We would like to be able to use media obtained  through getUserMedia to
talk to an ASR system.  It would be nice if we could just set up a
PeerConnection to the ASR system, but ASR engines don't handle UDP very
well (they can handle delays, but not lost packets.)  So either we need
to be able to set up a PeerConnection using TCP, or we need to give the
app access to the audio in real time (and let it set up the TCP to the
ASR engine.)

- Jim

-----Original Message-----
From: Rich Tibbett [mailto:richt@opera.com] 
Sent: Thursday, August 23, 2012 10:56 AM
To: Harald Alvestrand
Cc: public-media-capture@w3.org
Subject: Re: Describing recording by means of the Media Source interface

Harald Alvestrand wrote:
> I'm scanning the Media Source interface, and seeing how it describes 
> data formats for the buffers it uses.
>
> It seems to me logical to describe the recording interface in such a 
> way
> that:
>
> If there exists a video stream v, a media source msrc and a media 
> stream ms, and (conceptually) msProducesData(buffer) is called every 
> time data is available at the recording interface, then the following 
> code:
>
> // Setup
> v.src = window.URL.createObjectURL(msrc); buffer = 
> msrc.addSourceBuffer(mimetype) // So far unknown setup for the 
> recorder interface
>
> // playback
> msProducesData(data) {
> buffer.append(data)
> }
>
>
> should produce the same display (possibly somewhat delayed due to
> buffering) as
>
> v.src = window.URL.createObjectURL(ms)
>
> The media source definition is available here:
>
> http://dvcs.w3.org/hg/html-media/raw-file/tip/media-source/media-sourc
> e.html
>
>
> It seems to me that if we can make sure this actually works, we'll 
> have achieved a little consistency across the media handling platform.
>

I've been trying to figure out exactly the purpose of having access to
_real-time_ buffer data via any type of MediaStream Recording API. It is
fairly clear that byte-level access to recorded data could be solved
with existing interfaces, albeit not in real-time as the media is being
recorded to a file but once a file has already been recorded in its
entirety and returned to the web app.

If we could simply start recording of a MediaStream with e.g. .start(),
then stop it at some arbitrary point, thereby returning a File object
[1] then we could then pass that object through the existing FileReader
API [2] to chunk it and apply anything we wish to at the byte-level
after the recording has been completed.

MediaStream content that is currently being recorded via a MediaRecorder
API could be simultaneously displayed to the user in the browser via a
<video> or <audio> tag so ongoing playback of a stream being recorded
seems to be a problem that is already solved in most respects.

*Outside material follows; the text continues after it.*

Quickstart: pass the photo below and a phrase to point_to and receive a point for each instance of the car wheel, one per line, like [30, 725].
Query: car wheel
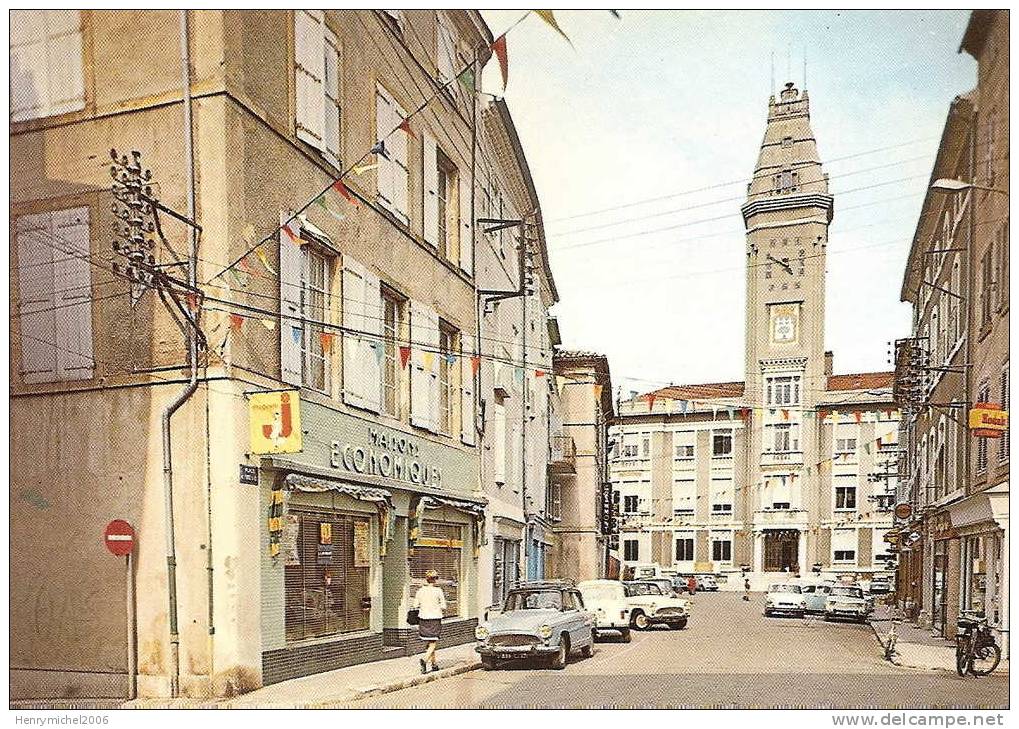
[559, 659]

If we could simply return a File object once recording has been stopped
then we've saved an exception amount of complexity from MediaStream
recording (by not having to implement media buffers for ongoing
recording data and not having to rely on the draft Stream API proposal
which offers a lot of the functionality already available in FileReader
- albeit in real-time).

We wouldn't lose any of the ability to subsequently apply any
modifications at the byte-level (via FileReader) - just that we wouldn't
have real-time access to ongoing media recording data.

I could live with this - unless there are some compelling use cases for
reading ongoing MediaStream data in real-time as opposed to simply being
able to read that data once it has already been collected in to a
recording, in its entirety.

Any use cases brought forward here requiring real-time access to ongoing
recorded byte-data would be welcome. Otherwise, I'm in favor of greatly
reducing the complexity involved with recording a MediaStream.

[1] http://www.w3.org/TR/FileAPI/#dfn-file

[2] http://www.w3.org/TR/FileAPI/#dfn-filereader

--
Rich Tibbett (richt)
CORE Platform Architect - Opera Software ASA

Received on Thursday, 23 August 2012 15:01:26 UTC